40% des enseignants suisses romands seraient en situation de burn-out, selon un rapport*, controversé, du Syndicat des enseignants romands (SER). Au début du mois d’août, la faîtière présentait les résultats préoccupants d’une étude menée auprès de 5500 professeurs. Si la plupart d’entre eux restent passionnés par leur métier, ils sont nombreux à constater une dégradation de leur santé pendant les périodes scolaires. Le SER appelle donc à une amélioration des conditions de travail ainsi qu’à une mise en place de ressources pour éviter de trop tirer sur la corde.

Le burn-out, c’est un peu la «maladie du siècle». Dans cette société économique où le rendement est une valeur essentielle, maintenir un rapport équilibré avec son travail n’est pas toujours facile. Les besoins indispensables au bien-être de l’humain sont de plus en plus souvent sacrifiés pour accroître la productivité. Selon les résultats d’une étude présentée par leur syndicat, les enseignants romands seraient particulièrement touchés par ce mal. Mais contrairement à une idée largement répandue, le burn-out ne découle pas que d’une surcharge de travail. Les mécanismes qui le sous-tendent sont bien plus diffus.

Un processus complexe

Repérer les signes avant-coureurs

Un burn-out s’installe généralement petit à petit, de manière insidieuse. Il est donc essentiel de prévenir le surmenage, via une gestion d’entreprise propice au bien-être des employés. Un management basé sur la confiance et la qualité du travail contribue à préserver la santé de chacun. Par ailleurs, certains signes avant-coureurs permettent de donner l’alerte et de prendre quelques mesures pour éviter que la situation s’aggrave. Un début de burn-out peut se manifester par une difficulté globale à rester concentré sur des tâches qui ne posaient auparavant pas de problème; soyez donc attentif si vous souffrez de problèmes d’attention. Idem si vous remarquez que votre esprit d’initiative diminue et que votre rentabilité au travail est en baisse, malgré vos efforts d’engagement. Un état de fatigue qui ne s’améliore pas malgré du repos peut aussi être un signe d’alerte. Enfin, faites attention au déni du surmenage: il est fréquent qu’une personne en début de burnout n’arrive pas à reconnaître qu’elle traverse une phase critique et tarde à réagir.

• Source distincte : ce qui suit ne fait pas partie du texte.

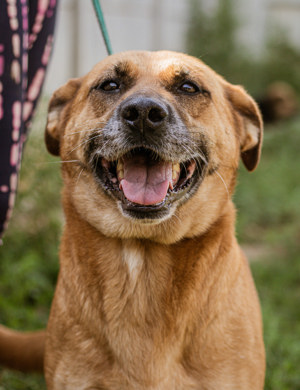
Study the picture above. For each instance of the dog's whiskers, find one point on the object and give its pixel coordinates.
(223, 181)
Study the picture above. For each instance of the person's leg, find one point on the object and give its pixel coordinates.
(13, 48)
(26, 36)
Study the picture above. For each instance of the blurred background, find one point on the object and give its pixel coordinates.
(254, 43)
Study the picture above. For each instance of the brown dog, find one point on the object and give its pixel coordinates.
(153, 290)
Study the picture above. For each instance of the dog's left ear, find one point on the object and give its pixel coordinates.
(57, 114)
(249, 123)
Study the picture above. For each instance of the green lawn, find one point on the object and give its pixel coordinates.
(268, 203)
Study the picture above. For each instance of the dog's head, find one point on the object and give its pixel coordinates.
(154, 141)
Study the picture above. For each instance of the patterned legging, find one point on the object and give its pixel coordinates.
(26, 36)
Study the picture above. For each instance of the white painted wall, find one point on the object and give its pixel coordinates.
(151, 25)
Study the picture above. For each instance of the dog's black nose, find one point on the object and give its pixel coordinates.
(143, 113)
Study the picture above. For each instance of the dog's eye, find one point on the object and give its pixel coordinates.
(109, 86)
(189, 87)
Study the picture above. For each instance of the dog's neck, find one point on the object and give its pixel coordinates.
(134, 289)
(135, 264)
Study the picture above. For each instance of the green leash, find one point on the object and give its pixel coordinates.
(102, 25)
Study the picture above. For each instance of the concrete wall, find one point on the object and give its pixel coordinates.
(151, 25)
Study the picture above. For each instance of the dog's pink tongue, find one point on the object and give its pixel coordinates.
(146, 182)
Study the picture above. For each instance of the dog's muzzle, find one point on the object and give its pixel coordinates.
(151, 170)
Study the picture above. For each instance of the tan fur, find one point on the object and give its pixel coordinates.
(164, 304)
(22, 351)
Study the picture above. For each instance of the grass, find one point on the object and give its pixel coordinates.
(268, 216)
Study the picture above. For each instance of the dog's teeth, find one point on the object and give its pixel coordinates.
(120, 170)
(175, 173)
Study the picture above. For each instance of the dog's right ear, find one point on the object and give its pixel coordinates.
(57, 113)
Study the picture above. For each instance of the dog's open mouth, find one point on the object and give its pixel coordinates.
(145, 183)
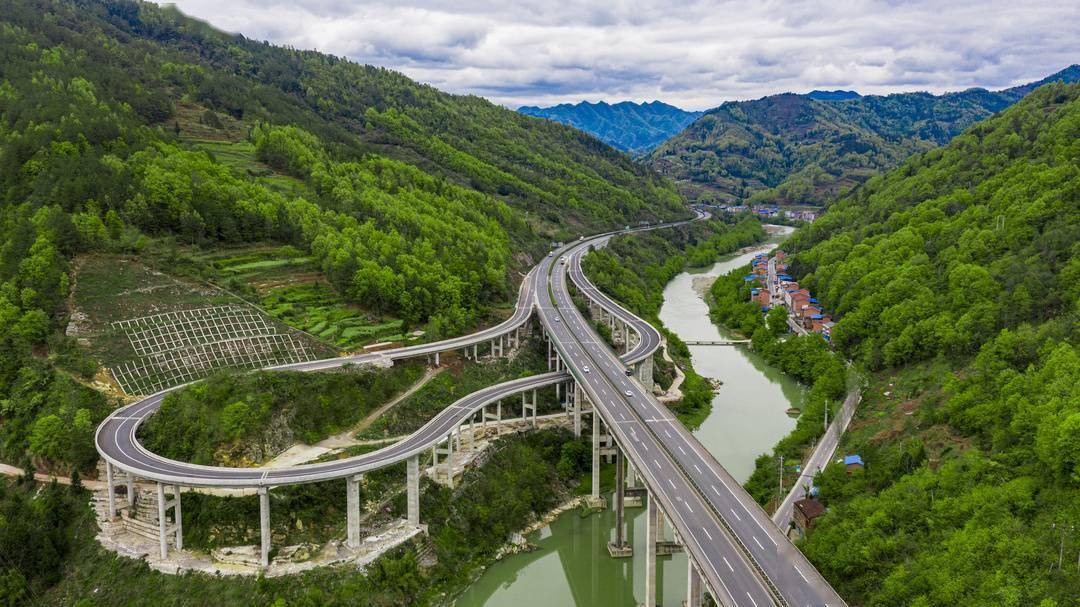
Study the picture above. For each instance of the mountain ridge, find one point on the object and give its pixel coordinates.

«Le burn-out n’est pas un diagnostic clinique, mais un processus complexe qui s’installe progressivement, explique la Dre Catherine Barlet-Ghaleb, cheffe de clinique à l’Institut universitaire romand de santé au travail (IST). Trois dimensions graduelles sont généralement observées dans cette spirale: une importante fatigue émotionnelle, une forme de dépersonnalisation (une tendance à prendre les sollicitations de son travail avec une distance cynique), puis une perte du sentiment d’accomplissement personnel. C’est donc le résultat d’un déséquilibre durable, induit par les contraintes d’un stress professionnel chronique.»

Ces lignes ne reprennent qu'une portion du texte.